Sentite? Questa è l’ira di Dio
L’analisi del rapporto matrimoniale tra Lola e Adolfo invece pone il lungometraggio nel dibattito attuale sull’emancipazione femminile, i cui dubbi e sofferenze sono incarnati dalle espressioni faticose e intense di Milena Smit. Jaime Lorente mostra in maniera altrettanto puntuale il ruolo statico, dominante e a volte distruttivo della componente maschile e patriarcale della coppia, quella che non è in grado di pensare ad altri che a sé stesso. Ê incapace di vedere i problemi della donna e della famiglia, camuffandoli con premure e attenzioni che restano a un livello superficiale.
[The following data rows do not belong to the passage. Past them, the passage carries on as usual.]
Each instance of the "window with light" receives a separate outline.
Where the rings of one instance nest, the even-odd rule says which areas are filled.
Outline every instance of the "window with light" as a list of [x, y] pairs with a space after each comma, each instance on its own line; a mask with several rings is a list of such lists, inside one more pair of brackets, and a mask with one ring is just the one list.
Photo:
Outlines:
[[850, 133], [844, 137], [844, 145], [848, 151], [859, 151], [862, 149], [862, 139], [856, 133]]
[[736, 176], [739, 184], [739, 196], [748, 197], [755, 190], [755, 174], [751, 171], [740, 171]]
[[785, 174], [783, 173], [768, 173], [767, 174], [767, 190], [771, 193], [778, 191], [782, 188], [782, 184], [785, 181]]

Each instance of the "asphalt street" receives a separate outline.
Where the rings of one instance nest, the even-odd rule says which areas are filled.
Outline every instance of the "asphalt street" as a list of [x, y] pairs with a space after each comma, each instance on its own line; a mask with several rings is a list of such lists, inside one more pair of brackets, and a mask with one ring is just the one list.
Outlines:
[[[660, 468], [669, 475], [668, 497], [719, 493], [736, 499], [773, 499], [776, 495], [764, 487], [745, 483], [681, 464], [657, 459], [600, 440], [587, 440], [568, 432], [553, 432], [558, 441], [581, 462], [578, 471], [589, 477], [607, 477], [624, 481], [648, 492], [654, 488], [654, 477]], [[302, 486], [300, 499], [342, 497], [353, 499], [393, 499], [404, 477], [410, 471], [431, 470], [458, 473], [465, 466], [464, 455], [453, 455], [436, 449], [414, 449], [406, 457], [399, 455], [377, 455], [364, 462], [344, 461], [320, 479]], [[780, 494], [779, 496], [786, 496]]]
A questo livello rimangono, purtroppo, anche tutte le dinamiche del film che in qualche modo potrebbero essere approfondite (conoscendo qualcosa sulla storia personale dei personaggi, ad esempio), mentre da spettatori invece osserviamo come molte cose vengono appena accennate.
Altra componente centrale di Tin&Tina è il rigore di una certa mentalità cattolica plasmata su una dura educazione del cattolicesimo, dei suoi testi e delle sue contraddizioni, che il regista cerca di smontare e decostruire. I gemelli compiono una serie di azioni a loro modo estreme e sanguinarie perché pensano di seguire gli insegnamenti e le regole della Bibbia imparata all’orfanotrofio. Spesso (per non dire sempre) gli intenti apparentemente buoni e innocenti portano a esiti disperati (come quanto accade al povero cane, per dirne una), con delle scene anche difficili . Carlos G. Morollón e Anastasia Russo vestono i ruoli in una maniera tanto inquietante quanto impeccabile, ricordando un po’ i bambini delle prime fiabe di tradizione tedesca (quelle che riprendono i Grimm), i classici caratteristi horror (i due gemelli identici), fino ad alcuni personaggi letterari.
Queste somiglianze hanno un senso soprattutto se si osserva il modo candido (come il colore delle loro vesti e della pelle) in cui sembrano compiere delle azioni che risultano“ cattive”, ma che sono il risultato di insegnamenti poco chiari e fraintesi. Tin&Tina critica e condanna il dogmatismo cieco e senza riflessione o attualizzazione.
Nel racconto fantastico I fatali del 1869 Iginio Ugo Tarchetti parla di un personaggio che per strane connessioni si trova sempre presente in gravi catastrofi; questo individuo
Era biondo e bellissimo, eccessivamente magro, ma non tanto che la bellezza dei lineamenti ne fosse alterata; aveva gli occhi grandi ed azzurri, il labbro inferiore un po’ sporgente, ma con espressione di tristezza più che di rancore;
La fisionomia del fatale di Tarchetti rimarca bene quella dei gemelli protagonisti del lungometraggio di Stein che tra condanne, contraddizioni e prevedibilità si rivela comunque un film che sta facendo parlare di sé.